Hans Goedkoop, De laatste man. Een herinnering (Amsterdam, Antwerpen: Augustus, 2012, 91 pp., ISBN 978 90 457 0574 3).
Goedkoops grootvader van moederszijde klom in het KNIL op tot generaal en had dus eind jaren 1940 een leidende functie aan de Nederlandse kant van de Indonesische onafhankelijkheidsstrijd. Gerepatrieerd vond hij eigenlijk nooit zijn draai meer en vormde een raadsel voor zijn kleinzoon, die in dit boek naar antwoorden op zijn vragen zoekt. Het is een meeslepend verhaal geworden dat via een heel persoonlijke invalshoek de
dramatiek van levens verstrikt in grote gebeurtenissen goed voelbaar maakt.
Frans Grijzenhout, Pro memorie. Een Gouden Eeuw als erfenis (Nijmegen: Vantilt, 2012, 31 pp., ISBN 978 94 6004 090 0).
Wanneer worden kunstvoorwerpen historisch erfgoed? Grijzenhout onderzoekt deze vraag aan de hand van de manier waarop erflaters en erfgenamen met zeventiende-eeuwse schilderijen omgingen. Aanvankelijk stond het bestendigen van de herinnering aan hechte banden centraal bij de overerving, maar tijdens de tweede helft van de zeventiende eeuw valt er al een kentering te bespeuren naar een waardering voor het schilderij als kunstwerk op zichzelf.
Dirk Jan Henstra, Friese graafschappen tussen Zwin en Wezer. Een overzicht van de
grafelijkheid in middeleeuws Frisia (ca. 700-1200) (Assen: Van Gorcum, 2012, 224 pp., ISBN
978 90 232 4978 8).
Tijdens de achtste eeuw veroverden Frankische koningen de streek tussen Zwin en Weser. Het lukte hen echter niet om het gebied grondig aan hun gezag te onderwerpen door de opbouw van een hechte grafelijkheidsorganisatie. Henstra zoekt de oorzaak van die mislukking in geografisch-economische omstandigheden, die de macht van inheemse elites tegenover landsheerlijke functionarissen versterkte.

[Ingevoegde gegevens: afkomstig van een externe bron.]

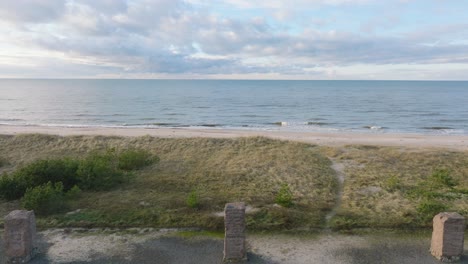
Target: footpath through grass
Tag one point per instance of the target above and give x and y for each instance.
(393, 187)
(286, 185)
(190, 184)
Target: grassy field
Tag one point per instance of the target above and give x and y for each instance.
(194, 178)
(217, 171)
(397, 187)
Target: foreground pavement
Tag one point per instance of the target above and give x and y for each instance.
(176, 246)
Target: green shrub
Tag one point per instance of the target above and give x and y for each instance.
(10, 188)
(135, 159)
(284, 196)
(392, 184)
(442, 178)
(193, 200)
(44, 199)
(3, 162)
(74, 192)
(43, 171)
(99, 172)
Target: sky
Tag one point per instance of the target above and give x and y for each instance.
(235, 39)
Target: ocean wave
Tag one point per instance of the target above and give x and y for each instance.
(437, 128)
(374, 127)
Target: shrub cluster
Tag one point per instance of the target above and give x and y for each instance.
(44, 185)
(434, 193)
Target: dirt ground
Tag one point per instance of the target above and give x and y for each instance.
(169, 246)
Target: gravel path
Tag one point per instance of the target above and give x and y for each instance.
(165, 246)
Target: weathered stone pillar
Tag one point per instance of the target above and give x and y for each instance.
(20, 236)
(448, 236)
(234, 240)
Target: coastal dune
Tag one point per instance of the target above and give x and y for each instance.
(454, 142)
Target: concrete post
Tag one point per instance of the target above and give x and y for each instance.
(448, 236)
(234, 240)
(20, 236)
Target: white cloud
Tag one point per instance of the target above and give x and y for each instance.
(158, 37)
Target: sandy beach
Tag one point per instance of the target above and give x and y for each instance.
(454, 142)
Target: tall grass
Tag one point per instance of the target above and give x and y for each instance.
(399, 187)
(221, 170)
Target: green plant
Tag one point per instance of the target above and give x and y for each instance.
(3, 162)
(74, 192)
(392, 184)
(10, 188)
(427, 209)
(99, 172)
(135, 159)
(193, 200)
(442, 178)
(44, 199)
(284, 196)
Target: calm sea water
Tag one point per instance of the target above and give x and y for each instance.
(352, 106)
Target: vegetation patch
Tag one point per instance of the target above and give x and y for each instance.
(161, 194)
(390, 187)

Paul van de Laar, Mies van Jaarsveld, Historische atlas van Rotterdam. De groei van de
stad in beeld (Nijmegen: Vantilt, Rotterdam: Museum Rotterdam, 2012, 79 pp., ISBN 978
94 6004 105 1).
Groei is misschien niet het meest treffende woord om de dynamiek van de Rotterdamse stadsontwikkeling mee samen te vatten, gegeven de kracht van andere dramatische invloeden als economische ontwikkeling, verkeerseisen en oorlogsgeweld op de
Maasstad. Net als andere delen van de serie geeft deze atlas een prachtig overzicht van het veranderende gezicht van Rotterdam.
Jos M.M. Leenders, Hij komt van Hoorn. Hoorn tussen 1795 en 1914, een geschiedenis in 64
verhalen (Hoornse Historische Reeks 6; Hoorn: Publicatiestichting Bas Baltus, Vereniging
Oud Hoorn, Gemeente Hoorn, 2012, 815 pp., ISBN 978 90 76385 10 5).
De krachtige liefde voor lokale geschiedenis waarin West Friesland zich mag verheugen, blijkt eens te meer uit dit dikke, prachtig uitgegeven en rijk geïllustreerde boek. Hoewel de titel misschien anders zou doen vermoeden, gaat het hier om een modelgeschiedenis van Hoorn en bewoners in de negentiende eeuw. De auteur heeft niet alleen grondig onderzoek gedaan, maar ook een model afgeleverd waarvan je wel zou willen dat vergelijkbare steden het volgden.
Ruud Meijer, Beroep huisvrouw. Geschiedenis van het Amersfoortse huishoudonderwijs (Hilversum: Verloren, 2012, 256 pp., ISBN 978 90 8704 333 9).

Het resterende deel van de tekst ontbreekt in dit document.